Mound Builders - Once believed to have been an ancient and mysterious people whose mounds, fortifications, and monumental structures are to be found in the northern lake section of Wisconsin, the Ohio Valley, and the Gulf region.

Skeletons of the Mound Builders show that they did not differ from those of the modern Indian, and articles of European manufacture found in mounds indicate that many mounds were built after the arrival of Columbus.

Modern archeological work has demonstrated that there were a number of types of mounds built by many different groups of Indians over a period of two thousand years.

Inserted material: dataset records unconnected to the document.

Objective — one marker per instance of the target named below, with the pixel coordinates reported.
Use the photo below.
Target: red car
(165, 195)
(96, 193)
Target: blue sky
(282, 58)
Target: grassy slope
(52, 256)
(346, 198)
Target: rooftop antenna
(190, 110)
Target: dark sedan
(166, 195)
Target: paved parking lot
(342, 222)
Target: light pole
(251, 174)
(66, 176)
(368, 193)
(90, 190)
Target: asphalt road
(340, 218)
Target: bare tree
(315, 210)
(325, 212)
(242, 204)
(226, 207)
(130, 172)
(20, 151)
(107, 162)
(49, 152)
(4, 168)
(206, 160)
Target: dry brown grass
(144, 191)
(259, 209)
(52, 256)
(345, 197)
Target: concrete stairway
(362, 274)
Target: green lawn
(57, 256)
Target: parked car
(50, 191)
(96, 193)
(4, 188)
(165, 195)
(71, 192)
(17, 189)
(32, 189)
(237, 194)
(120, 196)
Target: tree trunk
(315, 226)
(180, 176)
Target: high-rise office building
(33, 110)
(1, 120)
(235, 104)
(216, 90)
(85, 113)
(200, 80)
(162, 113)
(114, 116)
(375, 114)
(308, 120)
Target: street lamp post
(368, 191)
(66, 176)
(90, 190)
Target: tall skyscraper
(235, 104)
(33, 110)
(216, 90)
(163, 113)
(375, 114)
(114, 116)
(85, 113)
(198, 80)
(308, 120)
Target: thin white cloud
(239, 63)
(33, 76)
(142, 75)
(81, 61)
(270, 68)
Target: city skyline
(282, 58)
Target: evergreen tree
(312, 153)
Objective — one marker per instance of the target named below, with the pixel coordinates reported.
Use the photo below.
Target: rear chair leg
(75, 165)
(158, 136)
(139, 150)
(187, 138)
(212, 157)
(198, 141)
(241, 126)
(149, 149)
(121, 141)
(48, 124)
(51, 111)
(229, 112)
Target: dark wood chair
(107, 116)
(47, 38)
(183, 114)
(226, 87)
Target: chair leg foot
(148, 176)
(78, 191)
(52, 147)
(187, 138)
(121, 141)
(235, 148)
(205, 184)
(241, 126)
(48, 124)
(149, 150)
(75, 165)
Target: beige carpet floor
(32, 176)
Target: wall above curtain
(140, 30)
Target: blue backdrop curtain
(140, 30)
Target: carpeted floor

The earliest Mound Builders are known as the Burial Mound People.  Their mounds were evidently an aspect of a Cult of the Dead which moved into the Ohio Valley.  Much later another mound building culture came into the area and their mounds were known as Temple Mounds.  These mounds in general are larger than those of the Burial Mound People and were erected as substructures for their wooden temples.  Such mounds continued to be built until the beginning of the seventeenth century.  Many of the tribes visited by DeSoto were Mound Builders.

The largest mound in the United States is the Cahokia mound in Madison County, Illinois.  It is 100 feet high and the base covers 16 acres.  Emerald Mound in Mississippi is another large mound.

The great Serpent Mound in Adams County , Ohio, is 500 feet in length.  There is a "platform mound" in Missouri 150 feet long and 25 feet high.  Two "bird mounds," said to represent birds, are in Georgia, and a mound with a moat and encircling wall and another fashioned in the form of an oblong enclosure are in West Virginia.